Neben der Streichung der Sonderzahlungen wurde bereits im Juni per Kabinettsbeschluss ein fester Beförderungsstichtag für Beamte zum 1.10. jeden Jahres angeordnet. Dies wird dazu führen, dass eine anstehende Beförderung von Leistungsträgern bis zu elf Monate später erfolgt. Hinter vorgehaltener Hand spricht man inzwischen auch von der beabsichtigten Streichung der Sonderzahlungen für Angestellte und vom Austritt aus der Tarifgemeinschaft der Länder.
"Die Arbeit für den Freistaat muss attraktiver werden.
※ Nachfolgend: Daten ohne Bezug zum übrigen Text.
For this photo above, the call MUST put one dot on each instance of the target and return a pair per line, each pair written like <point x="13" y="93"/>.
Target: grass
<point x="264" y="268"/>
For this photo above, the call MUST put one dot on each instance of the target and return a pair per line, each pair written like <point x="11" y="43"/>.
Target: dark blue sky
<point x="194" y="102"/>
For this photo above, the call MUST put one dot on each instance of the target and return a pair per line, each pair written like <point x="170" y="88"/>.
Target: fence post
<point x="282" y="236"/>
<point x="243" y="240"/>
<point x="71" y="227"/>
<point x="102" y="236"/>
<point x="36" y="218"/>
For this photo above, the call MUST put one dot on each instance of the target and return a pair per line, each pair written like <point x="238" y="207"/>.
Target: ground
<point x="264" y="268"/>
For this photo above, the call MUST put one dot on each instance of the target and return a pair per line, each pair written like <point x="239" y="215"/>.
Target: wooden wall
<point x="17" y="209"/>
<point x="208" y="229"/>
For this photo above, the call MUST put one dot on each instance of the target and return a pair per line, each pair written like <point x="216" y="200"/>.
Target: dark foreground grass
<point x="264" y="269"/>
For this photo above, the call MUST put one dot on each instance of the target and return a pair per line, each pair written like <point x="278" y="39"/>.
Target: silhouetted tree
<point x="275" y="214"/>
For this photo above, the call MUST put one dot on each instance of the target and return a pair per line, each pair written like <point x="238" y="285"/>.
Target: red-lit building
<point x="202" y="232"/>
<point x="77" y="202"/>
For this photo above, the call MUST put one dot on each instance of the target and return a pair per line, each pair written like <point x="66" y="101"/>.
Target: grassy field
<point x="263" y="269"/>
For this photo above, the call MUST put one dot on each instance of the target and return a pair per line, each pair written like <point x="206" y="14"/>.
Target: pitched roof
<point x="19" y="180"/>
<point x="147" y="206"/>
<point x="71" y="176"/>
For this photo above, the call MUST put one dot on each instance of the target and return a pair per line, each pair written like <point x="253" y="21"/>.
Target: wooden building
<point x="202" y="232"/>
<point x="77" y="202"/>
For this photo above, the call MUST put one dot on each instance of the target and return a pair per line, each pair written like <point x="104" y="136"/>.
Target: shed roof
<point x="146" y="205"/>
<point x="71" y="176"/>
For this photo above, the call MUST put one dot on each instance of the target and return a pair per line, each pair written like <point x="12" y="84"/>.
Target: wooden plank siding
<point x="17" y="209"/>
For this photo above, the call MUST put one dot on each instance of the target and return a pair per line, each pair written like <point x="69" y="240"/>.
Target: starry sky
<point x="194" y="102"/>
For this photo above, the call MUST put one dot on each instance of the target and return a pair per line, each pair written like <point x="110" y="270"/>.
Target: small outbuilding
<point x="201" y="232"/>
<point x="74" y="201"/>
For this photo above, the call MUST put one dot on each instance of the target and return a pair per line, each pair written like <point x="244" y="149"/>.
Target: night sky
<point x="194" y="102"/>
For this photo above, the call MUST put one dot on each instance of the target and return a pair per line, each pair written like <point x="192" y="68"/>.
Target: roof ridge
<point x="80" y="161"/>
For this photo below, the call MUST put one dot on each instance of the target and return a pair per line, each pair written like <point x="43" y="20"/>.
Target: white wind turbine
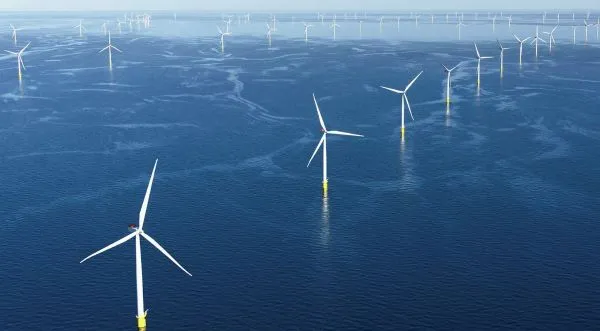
<point x="306" y="26"/>
<point x="360" y="29"/>
<point x="521" y="42"/>
<point x="222" y="36"/>
<point x="404" y="100"/>
<point x="334" y="25"/>
<point x="587" y="25"/>
<point x="20" y="63"/>
<point x="14" y="33"/>
<point x="81" y="28"/>
<point x="479" y="58"/>
<point x="139" y="231"/>
<point x="269" y="32"/>
<point x="536" y="39"/>
<point x="109" y="48"/>
<point x="323" y="142"/>
<point x="551" y="39"/>
<point x="449" y="72"/>
<point x="459" y="25"/>
<point x="502" y="49"/>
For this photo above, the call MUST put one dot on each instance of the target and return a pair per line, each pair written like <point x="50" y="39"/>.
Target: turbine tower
<point x="404" y="100"/>
<point x="139" y="231"/>
<point x="323" y="142"/>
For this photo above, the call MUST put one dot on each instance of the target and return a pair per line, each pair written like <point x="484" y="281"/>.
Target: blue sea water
<point x="483" y="218"/>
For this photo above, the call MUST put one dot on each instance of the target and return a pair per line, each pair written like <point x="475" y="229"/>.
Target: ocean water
<point x="483" y="218"/>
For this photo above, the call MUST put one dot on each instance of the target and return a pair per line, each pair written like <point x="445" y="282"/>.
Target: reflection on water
<point x="325" y="220"/>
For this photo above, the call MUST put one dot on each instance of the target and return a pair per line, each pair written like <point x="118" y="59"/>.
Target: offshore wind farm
<point x="477" y="211"/>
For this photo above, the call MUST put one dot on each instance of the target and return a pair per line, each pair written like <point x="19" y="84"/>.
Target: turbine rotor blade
<point x="115" y="244"/>
<point x="391" y="89"/>
<point x="316" y="149"/>
<point x="146" y="198"/>
<point x="162" y="250"/>
<point x="342" y="133"/>
<point x="319" y="113"/>
<point x="408" y="104"/>
<point x="412" y="82"/>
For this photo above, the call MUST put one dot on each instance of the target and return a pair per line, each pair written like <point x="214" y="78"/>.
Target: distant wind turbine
<point x="109" y="48"/>
<point x="20" y="60"/>
<point x="551" y="39"/>
<point x="137" y="232"/>
<point x="536" y="40"/>
<point x="502" y="49"/>
<point x="323" y="142"/>
<point x="521" y="42"/>
<point x="222" y="36"/>
<point x="306" y="26"/>
<point x="448" y="71"/>
<point x="404" y="100"/>
<point x="479" y="58"/>
<point x="81" y="28"/>
<point x="334" y="25"/>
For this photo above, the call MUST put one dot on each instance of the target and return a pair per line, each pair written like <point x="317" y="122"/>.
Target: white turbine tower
<point x="521" y="42"/>
<point x="323" y="142"/>
<point x="81" y="28"/>
<point x="448" y="71"/>
<point x="459" y="25"/>
<point x="139" y="231"/>
<point x="404" y="100"/>
<point x="222" y="36"/>
<point x="20" y="63"/>
<point x="536" y="39"/>
<point x="306" y="26"/>
<point x="479" y="58"/>
<point x="109" y="48"/>
<point x="551" y="39"/>
<point x="14" y="33"/>
<point x="269" y="32"/>
<point x="334" y="25"/>
<point x="587" y="25"/>
<point x="502" y="49"/>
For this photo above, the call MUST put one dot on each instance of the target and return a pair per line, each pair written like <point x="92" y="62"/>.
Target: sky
<point x="305" y="5"/>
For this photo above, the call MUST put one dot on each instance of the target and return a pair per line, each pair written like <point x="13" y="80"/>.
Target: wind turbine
<point x="14" y="34"/>
<point x="502" y="49"/>
<point x="448" y="71"/>
<point x="334" y="25"/>
<point x="404" y="100"/>
<point x="139" y="231"/>
<point x="479" y="58"/>
<point x="536" y="39"/>
<point x="306" y="26"/>
<point x="586" y="27"/>
<point x="551" y="39"/>
<point x="360" y="28"/>
<point x="521" y="42"/>
<point x="223" y="34"/>
<point x="323" y="142"/>
<point x="459" y="25"/>
<point x="109" y="47"/>
<point x="19" y="59"/>
<point x="269" y="31"/>
<point x="81" y="28"/>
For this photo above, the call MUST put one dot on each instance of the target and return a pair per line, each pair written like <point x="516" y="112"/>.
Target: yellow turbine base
<point x="142" y="323"/>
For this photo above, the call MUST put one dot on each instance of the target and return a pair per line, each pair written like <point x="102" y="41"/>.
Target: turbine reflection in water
<point x="325" y="220"/>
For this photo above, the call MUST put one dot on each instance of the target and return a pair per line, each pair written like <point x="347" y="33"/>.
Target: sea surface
<point x="485" y="217"/>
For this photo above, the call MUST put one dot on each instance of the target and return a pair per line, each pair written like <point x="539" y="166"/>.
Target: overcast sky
<point x="306" y="5"/>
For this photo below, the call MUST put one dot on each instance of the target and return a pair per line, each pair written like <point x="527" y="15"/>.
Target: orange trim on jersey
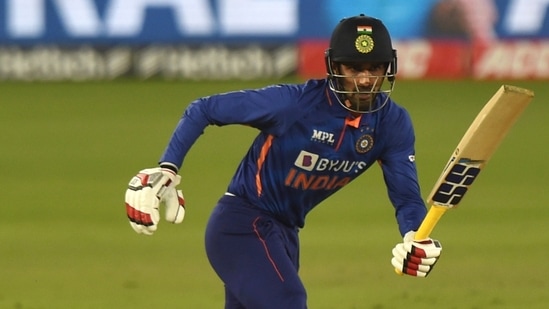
<point x="352" y="122"/>
<point x="328" y="96"/>
<point x="262" y="154"/>
<point x="355" y="123"/>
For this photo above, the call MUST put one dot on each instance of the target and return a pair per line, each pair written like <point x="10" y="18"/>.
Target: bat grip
<point x="431" y="219"/>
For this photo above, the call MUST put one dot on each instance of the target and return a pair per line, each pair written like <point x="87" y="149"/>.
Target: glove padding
<point x="146" y="191"/>
<point x="416" y="257"/>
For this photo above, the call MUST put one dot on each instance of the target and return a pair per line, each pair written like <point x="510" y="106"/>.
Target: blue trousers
<point x="256" y="257"/>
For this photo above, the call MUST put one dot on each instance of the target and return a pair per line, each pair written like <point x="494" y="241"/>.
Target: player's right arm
<point x="267" y="109"/>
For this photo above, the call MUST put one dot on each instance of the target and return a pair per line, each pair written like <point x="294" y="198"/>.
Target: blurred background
<point x="90" y="91"/>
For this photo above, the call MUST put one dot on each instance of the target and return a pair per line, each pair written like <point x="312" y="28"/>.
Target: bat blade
<point x="475" y="149"/>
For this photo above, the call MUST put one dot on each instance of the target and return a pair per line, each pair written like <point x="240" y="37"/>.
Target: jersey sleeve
<point x="268" y="109"/>
<point x="400" y="174"/>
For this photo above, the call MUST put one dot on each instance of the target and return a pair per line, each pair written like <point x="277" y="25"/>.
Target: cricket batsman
<point x="313" y="139"/>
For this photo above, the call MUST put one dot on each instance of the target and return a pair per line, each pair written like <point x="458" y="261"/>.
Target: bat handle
<point x="431" y="219"/>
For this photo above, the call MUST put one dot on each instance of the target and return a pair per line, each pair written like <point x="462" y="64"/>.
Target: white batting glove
<point x="146" y="191"/>
<point x="416" y="257"/>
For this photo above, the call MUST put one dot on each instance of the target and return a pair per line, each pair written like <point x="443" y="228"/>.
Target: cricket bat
<point x="473" y="152"/>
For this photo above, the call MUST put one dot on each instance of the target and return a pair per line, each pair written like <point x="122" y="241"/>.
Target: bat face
<point x="478" y="144"/>
<point x="460" y="176"/>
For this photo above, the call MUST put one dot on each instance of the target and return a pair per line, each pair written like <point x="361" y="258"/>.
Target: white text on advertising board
<point x="27" y="19"/>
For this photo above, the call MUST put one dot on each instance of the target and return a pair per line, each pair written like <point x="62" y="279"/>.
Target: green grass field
<point x="69" y="149"/>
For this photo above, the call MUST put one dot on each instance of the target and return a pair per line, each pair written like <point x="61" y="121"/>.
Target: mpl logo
<point x="323" y="137"/>
<point x="31" y="19"/>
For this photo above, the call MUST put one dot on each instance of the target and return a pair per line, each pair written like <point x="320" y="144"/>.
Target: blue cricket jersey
<point x="308" y="148"/>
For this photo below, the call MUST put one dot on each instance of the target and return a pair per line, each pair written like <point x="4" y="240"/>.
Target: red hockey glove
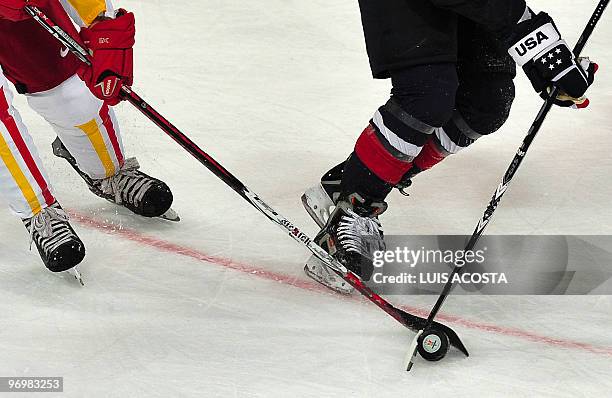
<point x="110" y="43"/>
<point x="13" y="10"/>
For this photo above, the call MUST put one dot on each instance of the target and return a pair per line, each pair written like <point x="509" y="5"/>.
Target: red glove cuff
<point x="111" y="34"/>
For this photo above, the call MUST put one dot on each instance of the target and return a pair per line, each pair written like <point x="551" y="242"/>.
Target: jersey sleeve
<point x="83" y="12"/>
<point x="496" y="15"/>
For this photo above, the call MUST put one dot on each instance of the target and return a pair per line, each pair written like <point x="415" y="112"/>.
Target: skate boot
<point x="319" y="201"/>
<point x="351" y="235"/>
<point x="130" y="188"/>
<point x="58" y="245"/>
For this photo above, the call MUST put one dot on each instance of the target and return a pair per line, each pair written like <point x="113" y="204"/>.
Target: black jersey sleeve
<point x="498" y="16"/>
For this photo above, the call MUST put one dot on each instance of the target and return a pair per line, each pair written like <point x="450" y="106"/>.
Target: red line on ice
<point x="259" y="272"/>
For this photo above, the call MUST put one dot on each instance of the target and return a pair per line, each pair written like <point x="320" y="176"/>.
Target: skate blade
<point x="170" y="215"/>
<point x="336" y="284"/>
<point x="76" y="274"/>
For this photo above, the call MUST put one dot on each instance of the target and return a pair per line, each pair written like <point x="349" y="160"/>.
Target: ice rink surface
<point x="218" y="306"/>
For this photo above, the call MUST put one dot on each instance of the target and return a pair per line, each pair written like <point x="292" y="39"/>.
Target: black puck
<point x="433" y="345"/>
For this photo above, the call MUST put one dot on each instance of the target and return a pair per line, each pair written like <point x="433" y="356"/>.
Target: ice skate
<point x="58" y="245"/>
<point x="130" y="188"/>
<point x="319" y="200"/>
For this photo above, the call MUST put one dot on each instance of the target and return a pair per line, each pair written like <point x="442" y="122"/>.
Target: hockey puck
<point x="433" y="345"/>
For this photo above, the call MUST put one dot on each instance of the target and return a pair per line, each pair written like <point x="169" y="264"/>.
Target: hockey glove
<point x="110" y="43"/>
<point x="13" y="10"/>
<point x="548" y="61"/>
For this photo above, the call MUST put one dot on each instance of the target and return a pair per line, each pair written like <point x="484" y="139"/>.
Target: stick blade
<point x="416" y="323"/>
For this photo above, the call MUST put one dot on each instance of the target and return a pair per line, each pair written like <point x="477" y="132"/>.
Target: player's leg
<point x="89" y="136"/>
<point x="25" y="186"/>
<point x="483" y="101"/>
<point x="422" y="101"/>
<point x="414" y="43"/>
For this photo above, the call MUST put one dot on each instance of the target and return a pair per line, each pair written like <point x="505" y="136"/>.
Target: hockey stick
<point x="410" y="321"/>
<point x="503" y="186"/>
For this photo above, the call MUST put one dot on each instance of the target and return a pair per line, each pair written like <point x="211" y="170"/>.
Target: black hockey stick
<point x="503" y="186"/>
<point x="410" y="321"/>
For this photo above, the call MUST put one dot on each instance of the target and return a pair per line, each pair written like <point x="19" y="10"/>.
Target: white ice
<point x="218" y="306"/>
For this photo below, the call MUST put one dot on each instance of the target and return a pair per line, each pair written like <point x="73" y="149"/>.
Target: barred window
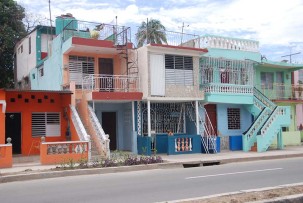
<point x="233" y="117"/>
<point x="179" y="70"/>
<point x="46" y="124"/>
<point x="78" y="67"/>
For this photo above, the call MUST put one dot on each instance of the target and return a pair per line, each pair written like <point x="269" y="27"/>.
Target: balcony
<point x="120" y="35"/>
<point x="112" y="87"/>
<point x="281" y="91"/>
<point x="111" y="83"/>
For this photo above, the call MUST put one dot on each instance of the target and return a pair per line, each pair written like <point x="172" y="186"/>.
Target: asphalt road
<point x="156" y="185"/>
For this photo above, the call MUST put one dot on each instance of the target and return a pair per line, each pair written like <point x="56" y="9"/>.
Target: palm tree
<point x="151" y="32"/>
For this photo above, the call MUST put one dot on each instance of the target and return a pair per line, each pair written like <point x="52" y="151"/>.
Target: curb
<point x="22" y="176"/>
<point x="5" y="178"/>
<point x="283" y="199"/>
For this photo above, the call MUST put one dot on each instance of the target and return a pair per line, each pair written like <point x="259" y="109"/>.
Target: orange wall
<point x="50" y="102"/>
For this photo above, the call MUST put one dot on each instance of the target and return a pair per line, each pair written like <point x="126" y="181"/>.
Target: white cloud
<point x="272" y="22"/>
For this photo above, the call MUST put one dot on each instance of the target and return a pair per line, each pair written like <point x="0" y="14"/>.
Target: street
<point x="156" y="185"/>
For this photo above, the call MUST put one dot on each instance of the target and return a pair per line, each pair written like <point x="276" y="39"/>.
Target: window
<point x="233" y="118"/>
<point x="267" y="80"/>
<point x="179" y="70"/>
<point x="300" y="79"/>
<point x="29" y="45"/>
<point x="79" y="66"/>
<point x="46" y="124"/>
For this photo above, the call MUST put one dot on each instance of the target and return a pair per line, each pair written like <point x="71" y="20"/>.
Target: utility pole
<point x="147" y="37"/>
<point x="50" y="19"/>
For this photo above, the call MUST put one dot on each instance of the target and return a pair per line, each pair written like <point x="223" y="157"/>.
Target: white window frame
<point x="46" y="124"/>
<point x="179" y="70"/>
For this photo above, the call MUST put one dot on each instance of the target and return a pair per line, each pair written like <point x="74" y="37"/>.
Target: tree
<point x="11" y="31"/>
<point x="151" y="32"/>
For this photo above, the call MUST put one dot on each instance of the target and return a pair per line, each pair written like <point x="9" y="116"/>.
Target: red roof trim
<point x="135" y="96"/>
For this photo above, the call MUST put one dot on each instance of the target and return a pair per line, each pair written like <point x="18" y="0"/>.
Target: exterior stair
<point x="268" y="124"/>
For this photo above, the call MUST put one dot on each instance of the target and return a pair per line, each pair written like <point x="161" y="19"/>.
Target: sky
<point x="276" y="24"/>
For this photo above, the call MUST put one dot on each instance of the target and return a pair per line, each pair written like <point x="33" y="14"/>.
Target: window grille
<point x="267" y="80"/>
<point x="46" y="124"/>
<point x="164" y="116"/>
<point x="179" y="70"/>
<point x="79" y="66"/>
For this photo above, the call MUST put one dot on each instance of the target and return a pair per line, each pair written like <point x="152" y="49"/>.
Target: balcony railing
<point x="120" y="35"/>
<point x="227" y="88"/>
<point x="179" y="39"/>
<point x="280" y="91"/>
<point x="111" y="83"/>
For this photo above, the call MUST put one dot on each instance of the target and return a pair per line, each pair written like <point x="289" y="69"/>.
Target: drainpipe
<point x="197" y="117"/>
<point x="148" y="119"/>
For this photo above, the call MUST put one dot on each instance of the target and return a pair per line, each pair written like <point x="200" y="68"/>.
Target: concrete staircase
<point x="269" y="121"/>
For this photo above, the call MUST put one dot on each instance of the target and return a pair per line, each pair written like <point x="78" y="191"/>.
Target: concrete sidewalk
<point x="37" y="171"/>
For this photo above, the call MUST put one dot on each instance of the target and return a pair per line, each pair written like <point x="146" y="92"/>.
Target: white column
<point x="148" y="119"/>
<point x="197" y="117"/>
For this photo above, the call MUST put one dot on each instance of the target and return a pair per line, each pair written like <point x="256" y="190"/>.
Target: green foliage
<point x="151" y="32"/>
<point x="11" y="31"/>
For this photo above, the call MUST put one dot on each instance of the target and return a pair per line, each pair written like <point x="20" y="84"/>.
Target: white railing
<point x="213" y="41"/>
<point x="228" y="88"/>
<point x="79" y="125"/>
<point x="111" y="83"/>
<point x="102" y="137"/>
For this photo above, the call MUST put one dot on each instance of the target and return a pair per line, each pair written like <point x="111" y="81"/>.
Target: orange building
<point x="28" y="115"/>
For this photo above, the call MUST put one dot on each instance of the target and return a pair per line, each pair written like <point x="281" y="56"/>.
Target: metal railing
<point x="71" y="147"/>
<point x="111" y="83"/>
<point x="120" y="35"/>
<point x="102" y="137"/>
<point x="281" y="91"/>
<point x="178" y="39"/>
<point x="228" y="88"/>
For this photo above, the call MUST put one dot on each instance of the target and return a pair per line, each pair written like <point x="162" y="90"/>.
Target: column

Nur so kann der Staat seiner Pflicht nachkommen, notwendige Einnahmen für die Erfüllung seiner verfassungsgemäßen Aufgaben zu erlangen und die Sicherheit seiner Bürger und ihre Daseinsfürsorge zu gewährleisten", äußerte sich Günter Steinbrecht, Landesvorsitzender des Beamtenbundes, zur geplanten Streichung. "Auch für diese originären Aufgaben des Staates stehen wir eine Woche lang vor dem Landtag und bleiben weiter verhandlungsbereit, rund um die Uhr."
Nach Angaben des Statistischen Landesamtes sind in Sachsen vergleichbare Berufsgruppen in der Privatwirtschaft schon heute besser bezahlt als Beamte und Angestellte im öffentlichen Dienst. Steinbrecht befürchtet, dass weiteres Kürzen an der Besoldung dazu führt, dass sächsische Beamte noch eklatanter hinter der allgemeinen Gehaltsentwicklung zurückbleiben. "Da hilft auch das Scheinargument der Unkündbarkeit nicht weiter, denn dafür verzichten die sächsischen Beamten schließlich auf verfassungsmäßige Grundrechte wie z.B. das Streikrecht und erkauft sich der Staat das ‚Privileg' gegenüber der Privatwirtschaft streikfreie Bereiche im öffentlichen Dienst zu sichern.", so Steinbrecht weiter.
"Mit solchen demotivierenden Maßnahmen wird das angestrebte Ziel, den öffentlichen Dienst Sachsens attraktiver und zukunftsfähig zu machen, nicht erreicht. Im Gegenteil! So wie bei den Lehrern schon lange üblich, werden die leistungsbereiten und flexiblen Berufsanfänger dorthin wechseln, wo sich Leistung lohnt. Und das wird die Zukunft des Freistaat Sachsen gefährden", fasste Steinbrecht zusammen.